Dini Hikaye; “Tevafuklar” 53. Bölüm
Faruk’un halası Saliha Hanım, uçağa binip Almanya’ya varınca hemen ambulans ayarlatıp Faruk’u ona bindirdi. Yaklaşık olarak bir saatlik yolculuktan sonra Saliha Hanım’ın kocasından miras kalan hastaneye geldiler. Bu hastane 4 katlı bir hastaneydi. Hemen hemen tüm bölümler vardı. Hastanedeki yatak sayısı 400 kişilikti. Bu hastaneye gelen hastaları tüm doktor ve hemşireler güler yüzle karşılarlardı. Bu sebeple hastalara güler yüz sayesinde daha hızlı iyileşirlerdi.

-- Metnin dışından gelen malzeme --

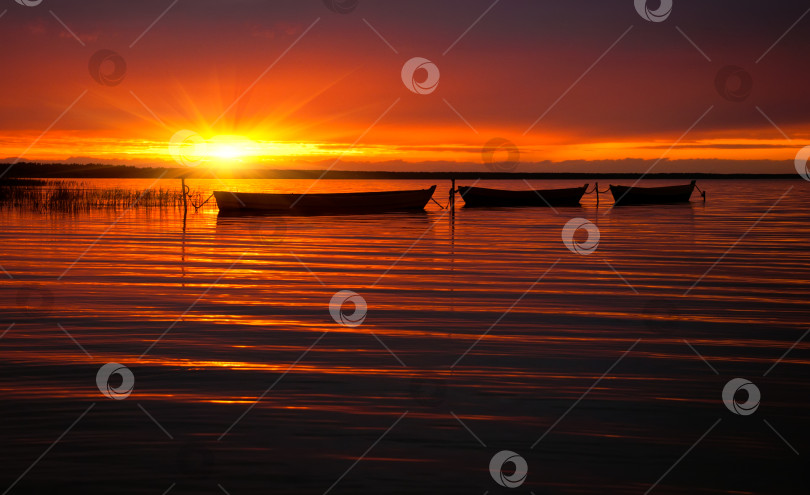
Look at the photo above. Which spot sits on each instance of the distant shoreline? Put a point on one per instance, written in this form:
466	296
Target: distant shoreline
79	171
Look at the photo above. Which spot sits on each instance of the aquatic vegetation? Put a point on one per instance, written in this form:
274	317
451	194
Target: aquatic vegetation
71	196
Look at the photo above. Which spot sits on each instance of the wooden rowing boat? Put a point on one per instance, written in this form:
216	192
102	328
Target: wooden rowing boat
483	196
624	195
324	203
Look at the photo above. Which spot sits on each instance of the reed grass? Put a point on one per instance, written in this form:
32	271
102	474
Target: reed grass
70	196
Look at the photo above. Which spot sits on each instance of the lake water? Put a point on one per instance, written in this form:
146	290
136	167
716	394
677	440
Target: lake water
483	333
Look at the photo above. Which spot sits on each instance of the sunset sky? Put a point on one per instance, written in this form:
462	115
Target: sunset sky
273	82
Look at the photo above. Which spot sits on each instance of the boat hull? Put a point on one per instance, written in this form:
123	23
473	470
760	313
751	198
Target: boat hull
323	203
624	195
482	196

Saliha Hanım, içeriye girer girmez hastanede çalışan herkes ona sevgi gösterisinde bulunup hoş geldin dediler. Ardından Faruk’u yatacağı odaya götürdüler. Bu oda Faruk’a özel döşenmişti. Her türlü konfor vardı. Adeta ev gibiydi. Onun sağlığına kavuşması, mutlu olması için her şey yapılmıştı.
Faruk, odaya yatırıldıktan birkaç saat sonra doktor gelip muayene etti ve korkulacak bir durum olmadığını, ameliyattan sonra düzenli egzersizlerle sağlığına kavuşacağını bildirdi.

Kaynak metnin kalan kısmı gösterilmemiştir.